Time to Talk About Mental Illness

A woman named Liza Long who blogs under the name Anarchist Soccer Mom writes a post in the wake of the Sandy Hook tragedy that's apparently gone viral. It's her story, but it's the story of perhaps tens of thousands of mothers like her. She writes:
In the wake of another horrific national tragedy, it’s easy to talk about guns. But it’s time to talk about mental illness.

Three days before 20 year-old Adam Lanza killed his mother, then opened fire on a classroom full of Connecticut kindergartners, my 13-year old son Michael (name changed) missed his bus because he was wearing the wrong color pants.

“I can wear these pants,” he said, his tone increasingly belligerent, the black-hole pupils of his eyes swallowing the blue irises.

“They are navy blue,” I told him. “Your school’s dress code says black or khaki pants only.”

“They told me I could wear these,” he insisted. “You’re a stupid bitch. I can wear whatever pants I want to. This is America. I have rights!”

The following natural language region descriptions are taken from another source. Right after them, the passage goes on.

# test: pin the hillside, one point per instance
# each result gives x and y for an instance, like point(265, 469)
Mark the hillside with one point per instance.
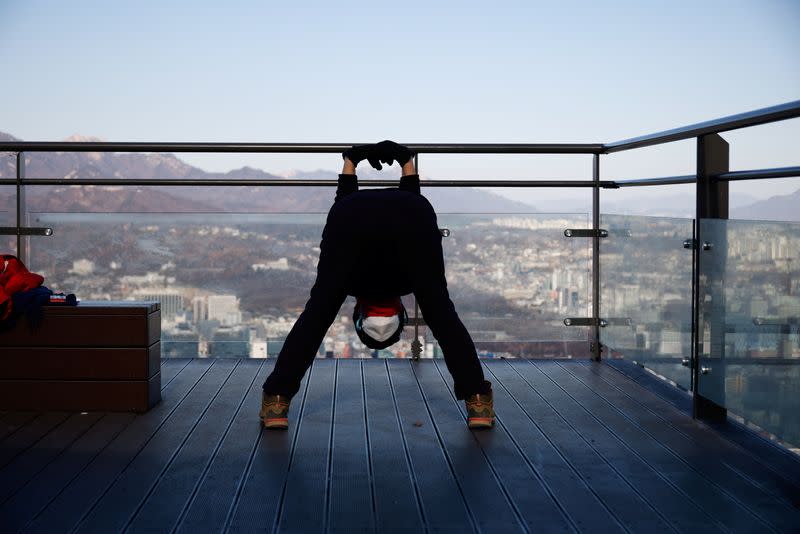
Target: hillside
point(201, 199)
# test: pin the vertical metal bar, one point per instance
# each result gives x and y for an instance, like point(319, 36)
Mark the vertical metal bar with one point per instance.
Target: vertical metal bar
point(712, 203)
point(695, 318)
point(596, 347)
point(416, 345)
point(22, 252)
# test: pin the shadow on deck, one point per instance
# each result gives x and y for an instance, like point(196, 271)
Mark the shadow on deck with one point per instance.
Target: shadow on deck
point(382, 445)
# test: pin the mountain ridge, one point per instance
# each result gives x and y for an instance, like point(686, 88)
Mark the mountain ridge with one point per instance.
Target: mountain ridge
point(289, 199)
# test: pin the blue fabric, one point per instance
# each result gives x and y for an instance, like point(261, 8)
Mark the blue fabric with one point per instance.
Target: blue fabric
point(30, 304)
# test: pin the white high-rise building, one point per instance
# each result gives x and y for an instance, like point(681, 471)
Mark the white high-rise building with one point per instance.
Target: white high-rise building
point(225, 309)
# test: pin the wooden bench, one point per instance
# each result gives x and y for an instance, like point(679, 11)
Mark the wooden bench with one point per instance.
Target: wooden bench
point(96, 356)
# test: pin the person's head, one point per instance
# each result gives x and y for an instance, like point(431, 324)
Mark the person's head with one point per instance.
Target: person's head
point(379, 322)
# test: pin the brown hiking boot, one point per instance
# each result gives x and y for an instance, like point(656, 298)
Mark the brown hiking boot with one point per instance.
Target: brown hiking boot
point(275, 411)
point(480, 410)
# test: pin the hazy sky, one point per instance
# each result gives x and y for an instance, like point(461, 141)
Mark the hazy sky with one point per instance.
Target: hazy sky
point(411, 71)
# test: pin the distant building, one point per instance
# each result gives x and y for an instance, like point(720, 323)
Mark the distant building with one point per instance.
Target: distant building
point(172, 302)
point(229, 342)
point(225, 309)
point(82, 267)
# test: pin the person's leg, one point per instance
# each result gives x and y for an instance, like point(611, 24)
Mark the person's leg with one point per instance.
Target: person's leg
point(327, 295)
point(426, 269)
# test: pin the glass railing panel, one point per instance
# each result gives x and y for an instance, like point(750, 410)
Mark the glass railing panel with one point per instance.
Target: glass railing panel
point(232, 285)
point(750, 321)
point(8, 213)
point(514, 277)
point(646, 292)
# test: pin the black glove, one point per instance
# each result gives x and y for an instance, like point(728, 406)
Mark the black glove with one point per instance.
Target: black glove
point(389, 151)
point(358, 153)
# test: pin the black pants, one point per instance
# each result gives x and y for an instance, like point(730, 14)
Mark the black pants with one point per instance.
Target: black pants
point(379, 243)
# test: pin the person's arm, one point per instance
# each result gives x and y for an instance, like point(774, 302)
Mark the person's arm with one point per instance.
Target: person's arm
point(348, 181)
point(409, 181)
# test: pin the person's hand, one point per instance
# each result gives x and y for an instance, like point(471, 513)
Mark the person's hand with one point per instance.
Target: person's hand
point(388, 152)
point(358, 153)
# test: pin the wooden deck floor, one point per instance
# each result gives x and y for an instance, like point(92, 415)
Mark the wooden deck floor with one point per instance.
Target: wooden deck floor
point(382, 445)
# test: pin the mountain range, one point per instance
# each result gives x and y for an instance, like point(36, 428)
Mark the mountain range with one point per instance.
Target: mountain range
point(288, 199)
point(285, 199)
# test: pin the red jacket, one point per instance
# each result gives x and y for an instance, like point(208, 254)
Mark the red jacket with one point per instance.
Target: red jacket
point(14, 277)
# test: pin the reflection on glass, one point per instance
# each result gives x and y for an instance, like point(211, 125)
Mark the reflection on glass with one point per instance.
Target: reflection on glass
point(749, 328)
point(232, 285)
point(646, 295)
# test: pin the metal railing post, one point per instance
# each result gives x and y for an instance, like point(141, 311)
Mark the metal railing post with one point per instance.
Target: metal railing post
point(22, 249)
point(710, 259)
point(596, 347)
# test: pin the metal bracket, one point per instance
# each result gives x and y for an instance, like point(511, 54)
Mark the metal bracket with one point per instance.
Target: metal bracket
point(585, 232)
point(13, 230)
point(584, 321)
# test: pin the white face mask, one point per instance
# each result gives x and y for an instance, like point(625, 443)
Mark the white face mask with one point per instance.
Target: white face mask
point(381, 328)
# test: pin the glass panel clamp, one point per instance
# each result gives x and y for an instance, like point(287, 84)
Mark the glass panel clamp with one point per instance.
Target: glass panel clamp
point(585, 232)
point(13, 230)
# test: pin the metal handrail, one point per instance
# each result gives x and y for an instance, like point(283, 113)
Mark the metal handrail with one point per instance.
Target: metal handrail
point(666, 180)
point(291, 182)
point(760, 174)
point(754, 174)
point(756, 117)
point(780, 112)
point(296, 148)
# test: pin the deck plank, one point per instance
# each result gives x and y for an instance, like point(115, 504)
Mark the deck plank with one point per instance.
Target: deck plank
point(13, 421)
point(170, 369)
point(165, 502)
point(350, 508)
point(396, 503)
point(440, 495)
point(16, 512)
point(742, 461)
point(661, 497)
point(752, 496)
point(534, 505)
point(522, 413)
point(484, 495)
point(217, 492)
point(258, 503)
point(29, 434)
point(305, 501)
point(382, 445)
point(770, 454)
point(123, 498)
point(76, 499)
point(35, 458)
point(706, 495)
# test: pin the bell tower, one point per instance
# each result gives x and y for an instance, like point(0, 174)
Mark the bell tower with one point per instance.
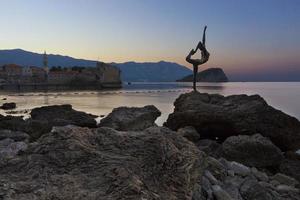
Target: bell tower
point(45, 62)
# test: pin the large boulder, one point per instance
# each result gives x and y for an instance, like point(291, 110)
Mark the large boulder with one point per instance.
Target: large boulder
point(291, 166)
point(15, 125)
point(216, 116)
point(254, 151)
point(80, 163)
point(9, 149)
point(189, 133)
point(60, 115)
point(13, 135)
point(131, 118)
point(224, 180)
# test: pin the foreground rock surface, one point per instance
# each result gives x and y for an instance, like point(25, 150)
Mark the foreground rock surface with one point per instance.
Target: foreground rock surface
point(225, 180)
point(254, 151)
point(218, 116)
point(81, 163)
point(133, 119)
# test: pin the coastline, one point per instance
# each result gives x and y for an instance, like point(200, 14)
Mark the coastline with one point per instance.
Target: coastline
point(70, 144)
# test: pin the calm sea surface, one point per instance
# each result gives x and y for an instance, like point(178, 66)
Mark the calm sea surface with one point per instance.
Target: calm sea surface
point(284, 96)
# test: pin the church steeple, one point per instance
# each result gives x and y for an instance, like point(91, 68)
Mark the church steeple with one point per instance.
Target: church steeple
point(45, 62)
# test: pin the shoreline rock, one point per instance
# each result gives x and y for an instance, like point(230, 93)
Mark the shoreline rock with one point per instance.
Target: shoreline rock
point(44, 157)
point(82, 163)
point(131, 118)
point(253, 151)
point(215, 116)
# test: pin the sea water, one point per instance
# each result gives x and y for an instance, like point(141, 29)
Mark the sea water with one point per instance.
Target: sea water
point(284, 96)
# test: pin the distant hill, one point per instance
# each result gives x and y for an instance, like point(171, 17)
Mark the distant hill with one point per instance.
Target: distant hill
point(208, 75)
point(27, 58)
point(131, 71)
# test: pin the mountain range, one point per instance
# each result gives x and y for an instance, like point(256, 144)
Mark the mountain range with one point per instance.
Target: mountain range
point(131, 71)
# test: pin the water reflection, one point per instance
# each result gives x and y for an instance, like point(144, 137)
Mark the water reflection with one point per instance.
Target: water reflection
point(285, 96)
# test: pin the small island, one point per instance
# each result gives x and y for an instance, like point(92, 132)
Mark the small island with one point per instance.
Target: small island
point(208, 75)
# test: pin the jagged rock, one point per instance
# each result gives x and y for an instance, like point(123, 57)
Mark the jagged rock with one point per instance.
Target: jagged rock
point(9, 149)
point(291, 167)
point(252, 190)
point(210, 147)
point(285, 180)
point(34, 128)
point(11, 123)
point(240, 169)
point(216, 168)
point(214, 116)
point(189, 133)
point(286, 188)
point(131, 119)
point(80, 163)
point(255, 151)
point(220, 194)
point(60, 115)
point(14, 135)
point(261, 176)
point(8, 106)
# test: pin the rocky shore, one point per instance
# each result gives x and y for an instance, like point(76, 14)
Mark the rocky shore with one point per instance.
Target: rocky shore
point(211, 148)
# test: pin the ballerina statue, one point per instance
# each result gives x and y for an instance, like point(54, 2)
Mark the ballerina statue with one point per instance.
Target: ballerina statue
point(196, 62)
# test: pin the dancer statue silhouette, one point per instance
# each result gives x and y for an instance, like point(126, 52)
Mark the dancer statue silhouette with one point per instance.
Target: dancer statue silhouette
point(196, 62)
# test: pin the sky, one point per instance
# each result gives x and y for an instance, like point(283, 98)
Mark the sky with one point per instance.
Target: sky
point(243, 37)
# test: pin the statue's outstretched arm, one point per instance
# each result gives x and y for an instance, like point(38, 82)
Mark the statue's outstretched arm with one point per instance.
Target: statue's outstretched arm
point(204, 36)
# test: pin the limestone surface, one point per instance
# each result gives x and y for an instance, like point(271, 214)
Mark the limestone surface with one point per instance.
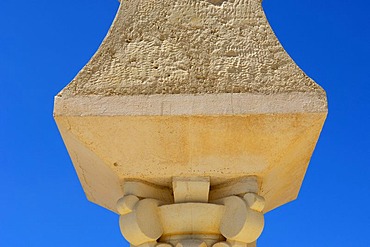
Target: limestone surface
point(190, 88)
point(190, 47)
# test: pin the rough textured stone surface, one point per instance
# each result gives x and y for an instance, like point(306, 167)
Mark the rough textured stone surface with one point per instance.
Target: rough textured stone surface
point(191, 88)
point(190, 47)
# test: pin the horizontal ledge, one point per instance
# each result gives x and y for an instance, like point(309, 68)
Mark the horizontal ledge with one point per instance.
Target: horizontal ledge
point(186, 104)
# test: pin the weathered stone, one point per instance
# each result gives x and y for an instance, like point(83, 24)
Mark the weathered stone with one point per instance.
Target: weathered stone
point(184, 97)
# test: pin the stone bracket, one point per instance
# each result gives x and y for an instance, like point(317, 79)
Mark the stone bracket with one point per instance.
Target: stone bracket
point(151, 216)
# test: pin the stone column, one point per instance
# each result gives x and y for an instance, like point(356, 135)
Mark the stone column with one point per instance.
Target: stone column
point(191, 122)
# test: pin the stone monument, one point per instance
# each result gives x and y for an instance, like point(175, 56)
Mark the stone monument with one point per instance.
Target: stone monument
point(191, 122)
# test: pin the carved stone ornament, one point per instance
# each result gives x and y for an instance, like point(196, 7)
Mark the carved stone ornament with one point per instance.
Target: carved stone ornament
point(192, 219)
point(194, 118)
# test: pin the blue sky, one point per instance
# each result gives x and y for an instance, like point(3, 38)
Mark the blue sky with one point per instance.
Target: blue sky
point(43, 44)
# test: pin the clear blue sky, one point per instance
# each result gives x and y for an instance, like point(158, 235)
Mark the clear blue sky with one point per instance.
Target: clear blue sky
point(43, 44)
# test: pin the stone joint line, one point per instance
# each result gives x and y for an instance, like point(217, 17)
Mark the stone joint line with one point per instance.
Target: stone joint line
point(196, 216)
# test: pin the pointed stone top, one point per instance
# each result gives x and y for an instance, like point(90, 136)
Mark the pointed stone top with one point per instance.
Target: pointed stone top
point(191, 47)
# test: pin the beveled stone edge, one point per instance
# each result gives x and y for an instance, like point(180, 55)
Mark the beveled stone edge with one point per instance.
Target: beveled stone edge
point(190, 105)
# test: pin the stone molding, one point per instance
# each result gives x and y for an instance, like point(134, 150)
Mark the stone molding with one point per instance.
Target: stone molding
point(235, 218)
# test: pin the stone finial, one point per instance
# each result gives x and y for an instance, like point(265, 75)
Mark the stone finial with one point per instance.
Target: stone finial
point(183, 90)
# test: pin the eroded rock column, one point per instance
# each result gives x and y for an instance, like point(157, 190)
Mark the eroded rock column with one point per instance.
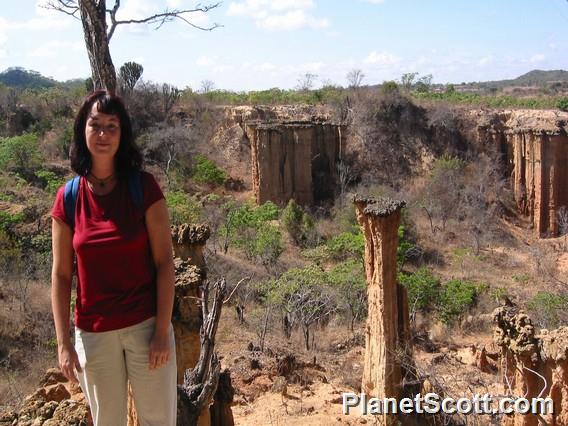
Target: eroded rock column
point(188, 242)
point(532, 365)
point(190, 271)
point(293, 160)
point(387, 323)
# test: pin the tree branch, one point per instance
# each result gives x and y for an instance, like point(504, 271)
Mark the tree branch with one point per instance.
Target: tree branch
point(69, 7)
point(161, 18)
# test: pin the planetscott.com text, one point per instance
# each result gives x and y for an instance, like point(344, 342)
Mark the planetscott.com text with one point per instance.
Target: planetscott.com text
point(432, 403)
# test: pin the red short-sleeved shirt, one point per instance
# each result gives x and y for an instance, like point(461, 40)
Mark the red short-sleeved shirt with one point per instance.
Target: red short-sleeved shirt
point(115, 270)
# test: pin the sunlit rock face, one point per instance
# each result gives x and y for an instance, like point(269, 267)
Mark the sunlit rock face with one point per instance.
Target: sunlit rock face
point(294, 152)
point(534, 144)
point(386, 334)
point(532, 365)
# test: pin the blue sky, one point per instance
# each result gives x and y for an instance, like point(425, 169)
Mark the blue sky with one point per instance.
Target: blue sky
point(272, 43)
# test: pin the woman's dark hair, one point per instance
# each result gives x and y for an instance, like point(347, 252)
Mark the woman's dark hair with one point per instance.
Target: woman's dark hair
point(128, 157)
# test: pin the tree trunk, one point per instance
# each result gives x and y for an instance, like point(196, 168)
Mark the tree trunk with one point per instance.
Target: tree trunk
point(93, 17)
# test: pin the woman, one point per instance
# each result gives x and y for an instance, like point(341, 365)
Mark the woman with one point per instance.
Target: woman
point(125, 273)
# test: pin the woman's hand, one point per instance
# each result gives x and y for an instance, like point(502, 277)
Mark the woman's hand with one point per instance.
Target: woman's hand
point(68, 361)
point(159, 350)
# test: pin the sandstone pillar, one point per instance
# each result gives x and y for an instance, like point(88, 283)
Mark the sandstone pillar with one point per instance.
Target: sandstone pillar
point(387, 322)
point(188, 242)
point(540, 177)
point(190, 270)
point(293, 160)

“You can’t wear whatever pants you want to,” I said, my tone affable, reasonable. “And you definitely cannot call me a stupid bitch. You’re grounded from electronics for the rest of the day. Now get in the car, and I will take you to school.”

I live with a son who is mentally ill. I love my son. But he terrifies me.
There's much more to her post which you can find here.

One question her story raises is why there seems to be so many more deeply disturbed children today than formerly. Was it always like this or is there something especially tragic afflicting people to an unprecedented extent in our modern society?

Another question that the Connecticut mass murder raises is whether there are commonalities between the perpetrators of these horrific acts. Specifically, I would like to know the following:
1. What is the nature of the perpetrators' relationship with their father?
2. To what degree are they immersed in our contemporary culture of violence and death (video games, music, movies, etc.)?
3. What is the family's attitude toward religious belief and practice?
4. How often do they use non-medicinal drugs?
I've never seen any studies that address these questions, but I'm going to go out on a limb and say what I think such a study would find. I suspect that in many cases of mass murderers in the last decade or so the answers would be:
1. Poor to none
2. Deeply
3. Indifference
4. Often
If someone knows where such data can be found, and if that data contradicts my suspicion, I'd appreciate hearing from you. Meanwhile, read the rest of Ms Long's post. The pain she and so many other contemporary parents are experiencing is heartbreaking.